Dos estibadores las pondrían sobre el plan de la bodega en tres filas de diez, encima treinta más y otro tanto casi contra los baos, calzadas con tarugos para que no se movieran. Las diez restantes entraban justo en la brazola y arriba sujetaría los cuarteles de modo que les dieran buena sombra, con un encerado listo por si lloviera. Esas de arriba le venían justo para ordeñarlas con una bombita de mano, juntando un poco de cada barril en unas damajuanas que guardaba en el pique de popa, el lugar más fresco del barco. Era sólo para él, un par de vasos en cada comida y tendría para seis meses. Además, no era por exagerar, pero sabía que ayudaba a bajar el centro de gravedad…

Pedro estaba contento, lástima que como la felicidad completa no existe, a la mañana siguiente el  bodeguero avisó que habría alguna demora, porque no disponía de vasijas suficientes hasta dentro de dos o tres semanas, en que le llegaría una cantidad desde Montevideo. Eso lo contrarió bastante, porque podían haberle dicho y las hubiera traído él, pero sólo tenía dos opciones: Esperar allí todo ese tiempo, lo cual era como morir lentamente, o seguir viaje y al volver, tomar el cargamento y remontar nuevamente el río. Optó por esto último ya que no tenía otras obligaciones, y mientras tanto no se iba a quedar quieto.      

Salió antes del amanecer y enfiló por el Canal Camacho, costeando las barrancas que lo llevaban a Punta Gorda. A él le gustaba el Brazo de los Muertos, en el Río Negro, ése era su paraíso personal, pero esta zona siempre le daba mucha nostalgia, tal vez porque el canal va muy cerca de la costa alta, silenciosa y poblada de árboles. Eran aguas solitarias, donde al disminuír la navegación de cabotaje los pescadores pasaron a ser dueños, fondeando sus espineles y mallones por todas partes. También había contrabandistas que solían operar desde la zona del Arroyo Las Víboras, y en un tiempo su barco supo hacer algunos viajes a la boca del Ñancay, el Gutiérrez y el Barca Grande, donde pasaban los bagayos a chalanas isleras que se metían por los riachos del Delta, pero la verdad es que eso no lo recordaba bien.    
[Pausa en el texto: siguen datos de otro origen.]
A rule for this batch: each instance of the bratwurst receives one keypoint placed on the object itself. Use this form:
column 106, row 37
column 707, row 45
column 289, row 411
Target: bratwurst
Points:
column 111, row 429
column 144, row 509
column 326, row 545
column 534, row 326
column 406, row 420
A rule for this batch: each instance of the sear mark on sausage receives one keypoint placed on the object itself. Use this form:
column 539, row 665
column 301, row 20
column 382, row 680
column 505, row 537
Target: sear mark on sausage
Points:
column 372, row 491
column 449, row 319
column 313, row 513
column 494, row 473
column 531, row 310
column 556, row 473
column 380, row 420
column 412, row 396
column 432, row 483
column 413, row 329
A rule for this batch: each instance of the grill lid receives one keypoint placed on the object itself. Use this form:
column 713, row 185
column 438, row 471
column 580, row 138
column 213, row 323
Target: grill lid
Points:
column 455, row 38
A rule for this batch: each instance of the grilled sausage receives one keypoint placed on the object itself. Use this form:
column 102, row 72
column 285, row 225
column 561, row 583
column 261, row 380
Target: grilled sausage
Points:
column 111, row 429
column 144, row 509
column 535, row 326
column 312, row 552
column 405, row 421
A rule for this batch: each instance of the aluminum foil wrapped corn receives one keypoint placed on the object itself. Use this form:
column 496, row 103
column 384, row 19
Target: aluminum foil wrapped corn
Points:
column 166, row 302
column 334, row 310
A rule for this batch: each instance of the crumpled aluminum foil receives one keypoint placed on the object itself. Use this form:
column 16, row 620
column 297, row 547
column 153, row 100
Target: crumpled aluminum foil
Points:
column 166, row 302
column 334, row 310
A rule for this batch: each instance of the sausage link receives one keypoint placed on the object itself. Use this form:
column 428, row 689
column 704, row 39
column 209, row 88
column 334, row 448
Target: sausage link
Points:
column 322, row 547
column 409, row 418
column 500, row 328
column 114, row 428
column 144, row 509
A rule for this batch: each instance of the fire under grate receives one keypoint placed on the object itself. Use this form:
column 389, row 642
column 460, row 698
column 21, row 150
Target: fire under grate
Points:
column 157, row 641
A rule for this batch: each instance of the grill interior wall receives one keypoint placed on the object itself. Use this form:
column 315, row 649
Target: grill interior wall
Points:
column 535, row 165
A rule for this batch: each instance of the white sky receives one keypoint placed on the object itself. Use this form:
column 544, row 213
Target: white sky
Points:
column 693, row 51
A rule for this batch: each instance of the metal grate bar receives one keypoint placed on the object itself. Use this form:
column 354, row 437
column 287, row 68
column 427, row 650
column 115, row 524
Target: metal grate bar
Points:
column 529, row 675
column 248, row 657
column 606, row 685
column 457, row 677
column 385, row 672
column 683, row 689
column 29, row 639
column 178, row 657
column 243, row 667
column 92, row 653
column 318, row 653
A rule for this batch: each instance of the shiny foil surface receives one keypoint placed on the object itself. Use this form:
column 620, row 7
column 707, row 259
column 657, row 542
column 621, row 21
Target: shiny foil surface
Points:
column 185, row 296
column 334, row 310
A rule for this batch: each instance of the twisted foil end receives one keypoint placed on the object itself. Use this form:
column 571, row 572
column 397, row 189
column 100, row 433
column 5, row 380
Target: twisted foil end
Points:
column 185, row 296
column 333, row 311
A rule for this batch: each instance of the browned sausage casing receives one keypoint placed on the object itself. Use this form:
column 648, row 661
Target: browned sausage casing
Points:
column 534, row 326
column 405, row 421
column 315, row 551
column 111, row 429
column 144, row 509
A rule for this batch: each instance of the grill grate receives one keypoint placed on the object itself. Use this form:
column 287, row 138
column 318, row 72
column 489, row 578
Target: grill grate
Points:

La salida al canal principal cruzando los bajos entre las islas Juncal y Juncalito, no tenía secretos para Pedro, pero remontar el río frente a Punta Gorda no era fácil, porque el lugar es angosto y muy profundo. Al abrirse para librar las restingas de la costa oriental, la correntada lo hacía retroceder sin remedio, salvo que viniera un viento firme del cuadrante sur. No obstante, como iba descargado, en vez de anclar se quedó así, aguantando la corriente hasta que se hizo de noche, cuando comenzó a soplar la brisa favorable, que se fue haciendo más fuerte y en la madrugada le permitió pasar. Pedro sonrió con satisfacción.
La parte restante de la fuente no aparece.